LOUISVILLE, Ky. — Fighting against racial inequality has long been a thread woven into U.S. history. It's a fact that regional history archivist, Tom Owen knows all too well.
"What we're dealing with are themes and issues that are much broader than what happened last night," said Owen, who works at the University of Louisville.
Accusations of police brutality are nothing new. Breonna Taylor has become one name among many that protesters chant while demanding justice.
It was 52 years ago, at the end of May 1968, that tensions grew across the country with the assassination of Martin Luther King Junior.
"It had been bubbling, but of course everything was unsettled because of the Martin Luther King Assassination," Owen said.
In Louisville, a white police officer was reinstated after beating a black man two weeks earlier. Protests began on 28th and Greenwood and turned violent.
"Rioting broke out and continued for four nights and ultimately involving the calling out of over a thousand national guard," Owen said.
Two teenagers lost their lives.
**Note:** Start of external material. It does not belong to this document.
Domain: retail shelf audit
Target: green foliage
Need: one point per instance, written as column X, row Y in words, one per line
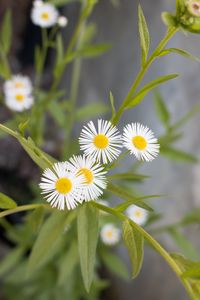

We spoke to Fannie Groves, the mother of 14-year-old James Groves, who was killed that day.
"I heard the shots," Groves said. "When they shot him, I heard his screams, His last words was mama."
In 1975, there was also a protest against busing to desegregate the schools in Louisville. School buses were attacked, causing a state of emergency.
Michael Newby was shot and killed by a Louisville Metro officer in 2004. When the officer isn't indicted, demonstrators take to the street. Once again starting peaceful and ending in violence.
Now, 52 years later, Breonna Taylor's name is chanted.